図 1.分析パイプライン。 分析で使用されるステップのフローチャート。手順には、データの取得、品質チェックとリードアライメントの実行、その後の既知のエクソン、イントロン、pAサイトのアノテーションを使用したリードのカウント、低カウントを削除するためのフィルタリング、正規化が含まれます。PolyA-seqデータはdiffSplice/DEXSeq法を用いて代替pA部位について解析し、バルクRNA-SeqはdiffSplice/DEXseq法を用いてエクソンレベルでの選択的スプライシングについて解析し、ASイベントはrMATSを用いて解析した。 この図の拡大版を表示するには、ここをクリックしてください。
本調査で用いたRNA-seqデータは、Gene Expression Omnibus(GEO)(GSE138691)15から取得したものである。この研究のマウスRNA-seqデータを、野生型(WT)とマッスルブラインド様タイプ1ノックアウト(Mbnl1 KO)の2つの条件群で使用し、それぞれ3回の反復を行いました。差的ポリアデニル化部位利用分析を実証するために、マウス胚線維芽細胞(MEF)PolyA-seqデータ(GEOアクセッションGSE60487)16を得た。データには、野生型(WT)、マッスルブラインド様タイプ1/タイプ2ダブルノックアウト(Mbnl1/2 DKO)、Mbnl3ノックダウン(KD)を備えたMbnl 1/2 DKO、およびMbnl3コントロール(Ctrl)を備えたMbnl1/2DKOの4つの条件グループがあります。各条件グループは、2 つの反復で構成されます。

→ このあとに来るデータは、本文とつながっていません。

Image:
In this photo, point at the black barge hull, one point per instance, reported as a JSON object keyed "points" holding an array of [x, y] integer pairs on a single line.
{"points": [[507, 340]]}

ゲオアクセッション | SRA 実行番号 | サンプル名 | 条件 | レプリケート | 組織 | シークエンシング | 読み取り長 | |
RNA-シークエンス | GSM4116218 | SRR10261601 | Mbnl1KO_Thymus_1 | Mbnl1ノックアウト | 担当者 1 | 胸腺 | ペアエンド | 100 bp |
GSM4116219 | SRR10261602 | Mbnl1KO_Thymus_2 | Mbnl1ノックアウト | 担当者 2 | 胸腺 | ペアエンド | 100 bp | |
GSM4116220 | SRR10261603 | Mbnl1KO_Thymus_3 | Mbnl1ノックアウト | 担当者 3 | 胸腺 | ペアエンド | 100 bp | |
GSM4116221 | SRR10261604 | WT_Thymus_1 | 野生型 | 担当者 1 | 胸腺 | ペアエンド | 100 bp | |
GSM4116222 | SRR10261605 | WT_Thymus_2 | 野生型 | 担当者 2 | 胸腺 | ペアエンド | 100 bp | |
GSM4116223 | SRR10261606 | WT_Thymus_3 | 野生型 | 担当者 3 | 胸腺 | ペアエンド | 100 bp | |
3P-シーケンセック | GSM1480973 | SRR1553129 | WT_1 | 野生型(WT) | 担当者 1 | マウス胚性線維芽細胞(MEF) | シングルエンド | 40 bp |
GSM1480974 | SRR1553130 | WT_2 | 野生型(WT) | 担当者 2 | マウス胚性線維芽細胞(MEF) | シングルエンド | 40 bp | |
GSM1480975 | SRR1553131 | DKO_1 | Mbnl 1/2 ダブルノックアウト (DKO) | 担当者 1 | マウス胚性線維芽細胞(MEF) | シングルエンド | 40 bp | |
GSM1480976 | SRR1553132 | DKO_2 | Mbnl 1/2 ダブルノックアウト (DKO) | 担当者 2 | マウス胚性線維芽細胞(MEF) | シングルエンド | 40 bp | |
GSM1480977 | SRR1553133 | DKOsiRNA_1 | Mbnl 1/2 ダブルノックアウト Mbnl 3 siRNA (KD) | 担当者 1 | マウス胚性線維芽細胞(MEF) | シングルエンド | 40 bp | |
GSM1480978 | SRR1553134 | DKOsiRNA_2 | Mbnl 1/2 ダブルノックアウト Mbnl 3 siRNA (KD) | 担当者 2 | マウス胚性線維芽細胞(MEF) | シングルエンド | 36 bp | |
GSM1480979 | SRR1553135 | DKONTsiRNA_1 | Mbnl 1/2 ダブルノックアウトとノンターゲティング siRNA (Ctrl) | 担当者 1 | マウス胚性線維芽細胞(MEF) | シングルエンド | 40 bp | |
GSM1480980 | SRR1553136 | DKONTsiRNA_2 | Mbnl 1/2 ダブルノックアウトとノンターゲティング siRNA (Ctrl) | 担当者 2 | マウス胚性線維芽細胞(MEF) | シングルエンド | 40 bp |
表 1.解析に使用したRNA-SeqおよびPolyA-Seqデータセットの概要。
この研究では、バルクRNA-Seqおよび3’末端シーケンシングデータからASおよびAPAを検出するためのエクソンベースおよびイベントベースのアプローチを評価しました。エクソンベースのASアプローチは、発現差のあるエクソンのリストと、全体的な遺伝子レベルの差次的スプライシング活性の統計的有意性によって順序付けられた遺伝子レベルのランク付けの両方を生成します(表1-2、4-5</s…
The authors have nothing to disclose.
この研究は、オーストラリア研究評議会(ARC)のフューチャーフェローシップ(FT16010043)およびANUフューチャースキームの支援を受けました。